Si l’annulation intervient plus tard

Le gain peut être requalifié en plus-value mobilière, avec une taxation potentiellement plus faible.

Le calendrier des opérations devient donc stratégique et peut fortement modifier la charge fiscale finale.

Fonds d’investissement et taxe Reynders

Depuis 2026, les fonds d’investissement sont soumis à un double régime fiscal.

Les gains sont séparés en deux parties :

  • la composante obligataire reste soumise à la taxe Reynders de 30 % ;
  • la composante actions est taxée au nouveau taux sur les plus-values.

Cela signifie que les fonds mixtes ou obligataires peuvent subir une fiscalité plus lourde que des actions détenues directement.

Dans certains cas, la charge fiscale totale peut dépasser largement le taux standard applicable aux actions classiques.

Assurance-vie : branches 21, 23 et 26

Les contrats d’assurance-vie sont également concernés.

En cas de rachat du contrat

La plus-value éventuelle peut être taxée.

En cas de décès

Le versement aux bénéficiaires reste exonéré, car il s’agit d’une transmission à titre gratuit.

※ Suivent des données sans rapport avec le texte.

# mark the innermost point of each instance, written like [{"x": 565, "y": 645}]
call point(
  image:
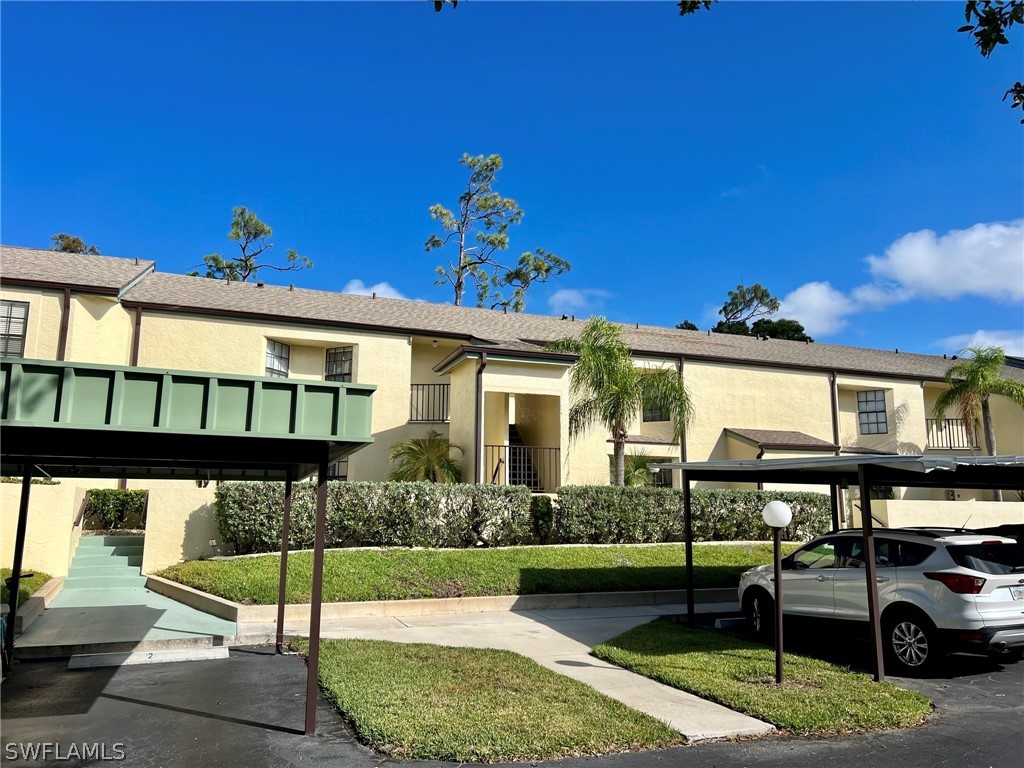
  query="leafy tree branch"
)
[
  {"x": 252, "y": 237},
  {"x": 475, "y": 235}
]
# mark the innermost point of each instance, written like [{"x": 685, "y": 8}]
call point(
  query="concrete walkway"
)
[{"x": 560, "y": 640}]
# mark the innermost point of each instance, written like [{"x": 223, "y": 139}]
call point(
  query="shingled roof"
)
[
  {"x": 782, "y": 439},
  {"x": 102, "y": 274},
  {"x": 283, "y": 304}
]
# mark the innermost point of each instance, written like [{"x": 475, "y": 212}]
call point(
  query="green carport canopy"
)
[{"x": 77, "y": 420}]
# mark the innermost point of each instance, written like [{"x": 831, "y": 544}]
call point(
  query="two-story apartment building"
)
[{"x": 482, "y": 377}]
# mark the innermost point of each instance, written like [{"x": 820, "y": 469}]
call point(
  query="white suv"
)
[{"x": 940, "y": 590}]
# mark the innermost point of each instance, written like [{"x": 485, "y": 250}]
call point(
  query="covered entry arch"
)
[
  {"x": 76, "y": 420},
  {"x": 863, "y": 471}
]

La valeur de référence retenue pour le calcul de la plus-value correspond généralement à la réserve d’inventaire du contrat au 31 décembre 2025.

Les contrats d’épargne-pension et certaines assurances-groupe restent exclus du régime.

Exit tax : déménagement fiscal à l’étranger

Lorsqu’un résident belge quitte la Belgique pour s’installer fiscalement dans un autre pays, une “exit tax” peut s’appliquer.

Le fisc considère alors qu’il existe une vente fictive des actifs financiers au moment du départ.

La plus-value latente devient imposable, même sans vente réelle.

Toutefois :

  • un report automatique du paiement est prévu pour les départs vers l’Union européenne ou certains pays partenaires ;
  • certaines conditions permettent d’éviter ou de différer la taxation immédiate.

Le régime prévoit également un mécanisme de “step-up” pour les nouveaux arrivants en Belgique, sauf pour les anciens résidents revenant rapidement dans le pays.

La société simple

La société simple reste fiscalement transparente.

Cela signifie que :

  • la société elle-même n’est pas taxée ;
  • chaque associé est imposé directement sur sa quote-part de plus-value.

Cette structure reste donc relativement neutre fiscalement et continue d’être utilisée pour la gestion familiale ou collective de patrimoines financiers.

Conclusion

La réforme belge des plus-values mobilières introduit un système beaucoup plus large et complexe qu’une simple taxe sur la vente d’actions.

Les situations patrimoniales particulières — donations, successions, démembrements, assurances-vie, fonds ou expatriation — peuvent modifier fortement la taxation finale.

La date du 31 décembre 2025 joue un rôle central dans presque tous les calculs futurs. Une mauvaise valorisation ou une mauvaise compréhension des règles peut avoir des conséquences fiscales importantes pendant plusieurs années.